Observers of the Christian calendar celebrate Christmas for 12 days after December 25. Secularists and pagans who do not follow the church year hang their lights in the penitential season of Advent. Evidently some Christians have joined the secularists and pagans.

This we deduced last month from a story in USA Today (December 8), “Bright lights illuminate many ways,” in which reporter Cathy Lynn Grossman threw light on the subject, making reference to illumination in Islam, Buddhism and Hinduism and among Quakers and atheists.

The story interested us most when it dealt with the meaning of the color of lights. Grossman quoted Pam Danziger of Unity Marketing to the effect that the color of holiday lights “can turn into cultural, political or theological statements . . . at the flick of a switch.” Danziger theologizes: “Uncertainty is terrible for Christmas. But this year the election was . . . won with a mandate. The economy is reviving. Lights say, ‘I’m ready to participate, to enjoy a celebration.’ We’re making a visual claim on peace and joy, putting our values out there for all to see.”

“Our values” may have been best reflected in Danziger’s note that Americans spent $8 billion this past year on holiday décor, including $623 million for outdoor lights. (Let’s see: we can support an African AIDS orphan through Christian agencies for $24 a month.)

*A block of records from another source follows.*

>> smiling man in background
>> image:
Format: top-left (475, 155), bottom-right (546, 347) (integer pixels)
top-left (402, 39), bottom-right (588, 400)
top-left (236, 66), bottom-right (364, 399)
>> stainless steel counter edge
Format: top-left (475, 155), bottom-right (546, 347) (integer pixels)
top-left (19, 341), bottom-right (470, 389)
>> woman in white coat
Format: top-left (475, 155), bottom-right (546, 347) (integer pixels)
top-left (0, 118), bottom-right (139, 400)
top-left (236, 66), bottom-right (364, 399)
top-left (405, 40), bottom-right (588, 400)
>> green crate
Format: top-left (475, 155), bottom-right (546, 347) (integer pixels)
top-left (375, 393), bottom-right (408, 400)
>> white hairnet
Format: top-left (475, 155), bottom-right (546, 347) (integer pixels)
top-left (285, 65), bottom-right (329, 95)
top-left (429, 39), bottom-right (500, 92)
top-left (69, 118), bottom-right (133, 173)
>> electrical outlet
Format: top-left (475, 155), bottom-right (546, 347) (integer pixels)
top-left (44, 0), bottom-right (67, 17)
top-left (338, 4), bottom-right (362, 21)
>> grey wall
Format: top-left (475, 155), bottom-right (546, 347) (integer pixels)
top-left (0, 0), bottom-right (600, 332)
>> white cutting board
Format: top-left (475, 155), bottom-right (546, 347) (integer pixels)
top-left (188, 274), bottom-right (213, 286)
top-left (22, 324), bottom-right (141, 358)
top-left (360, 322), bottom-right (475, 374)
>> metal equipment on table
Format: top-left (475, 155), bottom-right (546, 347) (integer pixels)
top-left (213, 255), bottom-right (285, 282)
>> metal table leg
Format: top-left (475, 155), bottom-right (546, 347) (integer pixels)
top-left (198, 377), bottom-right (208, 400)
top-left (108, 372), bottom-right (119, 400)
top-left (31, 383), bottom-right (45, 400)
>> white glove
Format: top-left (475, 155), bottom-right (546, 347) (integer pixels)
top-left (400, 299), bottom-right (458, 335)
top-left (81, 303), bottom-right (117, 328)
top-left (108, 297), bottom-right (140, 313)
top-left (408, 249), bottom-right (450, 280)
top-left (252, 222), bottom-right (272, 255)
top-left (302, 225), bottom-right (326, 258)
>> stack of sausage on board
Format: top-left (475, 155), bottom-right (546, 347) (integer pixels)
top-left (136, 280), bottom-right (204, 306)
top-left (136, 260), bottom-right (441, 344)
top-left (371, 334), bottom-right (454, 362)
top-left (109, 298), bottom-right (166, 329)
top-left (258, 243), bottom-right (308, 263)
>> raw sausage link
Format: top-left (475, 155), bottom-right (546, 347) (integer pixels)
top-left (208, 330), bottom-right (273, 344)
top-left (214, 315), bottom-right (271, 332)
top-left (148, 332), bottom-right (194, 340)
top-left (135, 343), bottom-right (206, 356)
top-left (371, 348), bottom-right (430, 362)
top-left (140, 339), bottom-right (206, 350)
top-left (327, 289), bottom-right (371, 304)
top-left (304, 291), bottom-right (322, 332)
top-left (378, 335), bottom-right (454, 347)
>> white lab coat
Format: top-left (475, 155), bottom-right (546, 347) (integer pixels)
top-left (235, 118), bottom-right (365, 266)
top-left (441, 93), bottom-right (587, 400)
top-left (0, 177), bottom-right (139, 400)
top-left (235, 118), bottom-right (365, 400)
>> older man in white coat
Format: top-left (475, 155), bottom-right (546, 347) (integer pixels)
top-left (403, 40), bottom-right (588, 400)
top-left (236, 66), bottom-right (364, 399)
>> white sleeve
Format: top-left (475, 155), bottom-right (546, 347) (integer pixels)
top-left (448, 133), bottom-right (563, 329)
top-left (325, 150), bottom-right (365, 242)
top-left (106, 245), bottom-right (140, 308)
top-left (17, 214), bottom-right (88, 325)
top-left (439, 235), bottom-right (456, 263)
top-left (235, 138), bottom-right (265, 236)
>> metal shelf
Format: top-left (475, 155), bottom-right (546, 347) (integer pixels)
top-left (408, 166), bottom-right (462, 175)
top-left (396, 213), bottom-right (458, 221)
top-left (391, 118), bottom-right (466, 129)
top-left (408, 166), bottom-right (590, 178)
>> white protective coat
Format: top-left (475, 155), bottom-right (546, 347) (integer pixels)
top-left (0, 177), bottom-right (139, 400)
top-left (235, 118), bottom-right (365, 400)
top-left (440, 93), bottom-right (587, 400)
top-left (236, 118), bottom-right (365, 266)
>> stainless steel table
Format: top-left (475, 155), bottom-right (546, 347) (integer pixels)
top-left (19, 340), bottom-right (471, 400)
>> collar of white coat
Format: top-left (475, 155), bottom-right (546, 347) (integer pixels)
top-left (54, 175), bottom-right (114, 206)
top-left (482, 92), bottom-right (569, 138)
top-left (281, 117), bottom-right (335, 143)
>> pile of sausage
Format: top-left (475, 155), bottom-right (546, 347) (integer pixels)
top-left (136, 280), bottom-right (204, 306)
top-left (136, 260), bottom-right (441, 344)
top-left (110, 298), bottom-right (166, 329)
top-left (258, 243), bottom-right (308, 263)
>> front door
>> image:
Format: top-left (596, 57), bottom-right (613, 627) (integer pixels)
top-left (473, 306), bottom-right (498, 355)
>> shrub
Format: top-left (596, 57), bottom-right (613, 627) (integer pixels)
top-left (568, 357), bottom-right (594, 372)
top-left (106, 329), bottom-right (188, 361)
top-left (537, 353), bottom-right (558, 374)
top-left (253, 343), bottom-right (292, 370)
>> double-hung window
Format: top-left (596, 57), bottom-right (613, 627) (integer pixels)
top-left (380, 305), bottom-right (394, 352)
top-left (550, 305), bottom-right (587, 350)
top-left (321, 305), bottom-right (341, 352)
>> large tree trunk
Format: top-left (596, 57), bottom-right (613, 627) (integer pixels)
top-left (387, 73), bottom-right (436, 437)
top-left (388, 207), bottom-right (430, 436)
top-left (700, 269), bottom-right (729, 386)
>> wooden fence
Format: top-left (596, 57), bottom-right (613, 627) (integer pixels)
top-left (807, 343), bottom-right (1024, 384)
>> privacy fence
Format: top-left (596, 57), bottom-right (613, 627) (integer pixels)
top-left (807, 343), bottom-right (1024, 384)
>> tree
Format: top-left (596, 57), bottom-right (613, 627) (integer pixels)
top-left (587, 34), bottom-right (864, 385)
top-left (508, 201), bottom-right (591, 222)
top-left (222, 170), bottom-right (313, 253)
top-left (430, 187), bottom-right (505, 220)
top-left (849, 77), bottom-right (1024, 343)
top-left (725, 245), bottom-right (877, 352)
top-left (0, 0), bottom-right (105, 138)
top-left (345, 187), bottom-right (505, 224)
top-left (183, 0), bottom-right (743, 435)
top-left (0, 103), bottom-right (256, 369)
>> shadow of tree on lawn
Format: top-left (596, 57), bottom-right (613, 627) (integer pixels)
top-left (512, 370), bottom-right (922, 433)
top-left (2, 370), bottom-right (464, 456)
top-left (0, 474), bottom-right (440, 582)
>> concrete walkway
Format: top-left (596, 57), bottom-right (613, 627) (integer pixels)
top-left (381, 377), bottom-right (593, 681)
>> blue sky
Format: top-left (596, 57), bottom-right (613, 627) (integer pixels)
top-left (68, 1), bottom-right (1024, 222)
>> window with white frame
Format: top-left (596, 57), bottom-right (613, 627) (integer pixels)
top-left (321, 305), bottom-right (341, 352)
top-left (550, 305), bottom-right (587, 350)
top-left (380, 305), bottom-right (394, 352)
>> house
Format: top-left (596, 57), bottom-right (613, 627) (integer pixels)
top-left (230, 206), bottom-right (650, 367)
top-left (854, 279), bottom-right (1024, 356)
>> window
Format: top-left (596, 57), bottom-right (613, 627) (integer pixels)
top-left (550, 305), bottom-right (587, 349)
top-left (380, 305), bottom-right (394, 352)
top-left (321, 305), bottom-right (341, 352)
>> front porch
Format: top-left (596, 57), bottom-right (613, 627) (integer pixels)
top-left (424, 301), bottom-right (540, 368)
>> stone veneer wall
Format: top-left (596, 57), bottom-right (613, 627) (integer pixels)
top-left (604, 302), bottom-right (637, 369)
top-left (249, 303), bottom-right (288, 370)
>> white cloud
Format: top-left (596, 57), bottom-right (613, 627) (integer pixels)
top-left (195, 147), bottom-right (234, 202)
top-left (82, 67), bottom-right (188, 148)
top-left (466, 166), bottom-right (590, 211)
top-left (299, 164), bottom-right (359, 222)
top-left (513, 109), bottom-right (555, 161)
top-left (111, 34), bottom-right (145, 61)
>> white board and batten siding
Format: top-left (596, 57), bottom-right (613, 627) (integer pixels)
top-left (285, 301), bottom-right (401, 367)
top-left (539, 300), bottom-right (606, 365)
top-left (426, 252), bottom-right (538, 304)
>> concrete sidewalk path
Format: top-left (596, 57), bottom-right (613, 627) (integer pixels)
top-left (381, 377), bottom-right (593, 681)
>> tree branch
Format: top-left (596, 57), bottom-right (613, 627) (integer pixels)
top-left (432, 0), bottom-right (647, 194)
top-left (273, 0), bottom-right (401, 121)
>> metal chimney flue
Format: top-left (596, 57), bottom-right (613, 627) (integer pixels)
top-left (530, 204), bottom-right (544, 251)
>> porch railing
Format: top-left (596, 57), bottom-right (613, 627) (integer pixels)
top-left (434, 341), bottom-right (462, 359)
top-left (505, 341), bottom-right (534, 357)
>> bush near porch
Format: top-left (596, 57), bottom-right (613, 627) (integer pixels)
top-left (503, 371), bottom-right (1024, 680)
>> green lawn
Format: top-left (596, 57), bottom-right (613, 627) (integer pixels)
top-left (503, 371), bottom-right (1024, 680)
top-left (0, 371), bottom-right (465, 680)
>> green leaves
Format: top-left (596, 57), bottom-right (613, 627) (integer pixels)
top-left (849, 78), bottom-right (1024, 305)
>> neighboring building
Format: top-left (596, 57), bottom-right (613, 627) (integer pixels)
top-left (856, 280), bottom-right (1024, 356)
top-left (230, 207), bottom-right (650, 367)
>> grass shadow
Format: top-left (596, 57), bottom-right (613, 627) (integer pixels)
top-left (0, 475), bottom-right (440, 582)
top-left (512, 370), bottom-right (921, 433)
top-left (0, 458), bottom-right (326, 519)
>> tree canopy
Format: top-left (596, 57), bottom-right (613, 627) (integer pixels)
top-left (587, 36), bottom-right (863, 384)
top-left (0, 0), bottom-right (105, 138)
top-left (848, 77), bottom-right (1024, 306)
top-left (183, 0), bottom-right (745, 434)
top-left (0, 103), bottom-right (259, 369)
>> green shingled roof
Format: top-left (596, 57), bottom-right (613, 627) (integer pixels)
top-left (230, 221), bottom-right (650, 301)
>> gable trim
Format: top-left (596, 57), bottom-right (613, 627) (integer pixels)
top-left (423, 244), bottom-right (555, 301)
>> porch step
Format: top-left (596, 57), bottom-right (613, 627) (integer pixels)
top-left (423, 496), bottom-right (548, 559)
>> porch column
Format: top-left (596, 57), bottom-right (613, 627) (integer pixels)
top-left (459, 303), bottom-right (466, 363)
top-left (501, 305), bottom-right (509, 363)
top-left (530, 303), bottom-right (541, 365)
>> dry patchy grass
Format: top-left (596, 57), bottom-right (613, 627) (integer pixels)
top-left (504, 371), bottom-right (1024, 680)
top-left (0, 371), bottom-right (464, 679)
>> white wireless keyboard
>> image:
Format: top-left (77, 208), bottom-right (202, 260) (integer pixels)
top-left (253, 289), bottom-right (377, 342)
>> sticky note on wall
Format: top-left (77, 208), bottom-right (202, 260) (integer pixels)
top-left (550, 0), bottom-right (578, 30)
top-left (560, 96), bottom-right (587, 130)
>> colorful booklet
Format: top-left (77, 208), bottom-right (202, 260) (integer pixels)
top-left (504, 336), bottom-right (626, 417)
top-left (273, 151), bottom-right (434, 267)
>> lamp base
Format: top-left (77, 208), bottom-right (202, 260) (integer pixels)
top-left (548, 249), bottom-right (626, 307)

The story puts a brighter light still on the subject of values, noting that “retailers and religious experts”—evidently part of the Triumphalist Department in one wing of evangelicalism—“see a revival of classic red and green bulbs popping up among the colorless . . . ecumenical lights. They all point to one reason: the presidential election, claimed as a triumph by evangelical Christians, who are known for publicly proclaiming their faith.” Blake Smith, president of Christmas Décor in Texas, says, “When people are doing red and green lights, they mean Christmas.”

From the Hubris Department of Evangelical Affairs, Grossman could quote the Rev. Jerry Johnston, a Kansas Southern Baptist: “Evangelical Christians . . . are becoming very unashamed, very bold in saying who they are now.”

Fortunately, the reporter also found some evangelicals who are turned off by the turned-on red and green boasts. Rod Loy, an Assembly of God pastor in Arkansas, said: “You can put up all the lights you want, spell Jesus on your rooftop. . . . But it’s not the decorations. It’s the expression of your heart that other people can see.”

This Epiphany season those of us who hang mostly white “ecumenical lights” are a bit puzzled by the connection of red and green with “our values.” Green—the color of Islam!—and red are dominant in the flags of almost all Arab Muslim nations in the Middle East. So do “our values” fly above the buildings in Iran and Iraq?

Critic Tom Beaudoin of Santa Clara University regrets the attempt to give “religious meaning to the colors,” calling it “a power play in the culture war,” a way of “planting a Christian flag on public space.” But why be offended? Be ecumenical and embrace also the red and green on the flags of Pakistan and Lebanon, Jordan and Oman, and more. Maybe the boastful (Rom. 3:27) faction, whose values seem to be a mismatch for the Sermon on the Mount (Matt. 6:1-6), know something that we don’t know. Maybe the Middle East Muslims have been converted to Christianity and its values.

The richest light is the one cited by Pastor Loy: “Let your light shine before men that they may see your good deeds and praise your Father in heaven.” He is right: such illumination is “an expression of the heart.”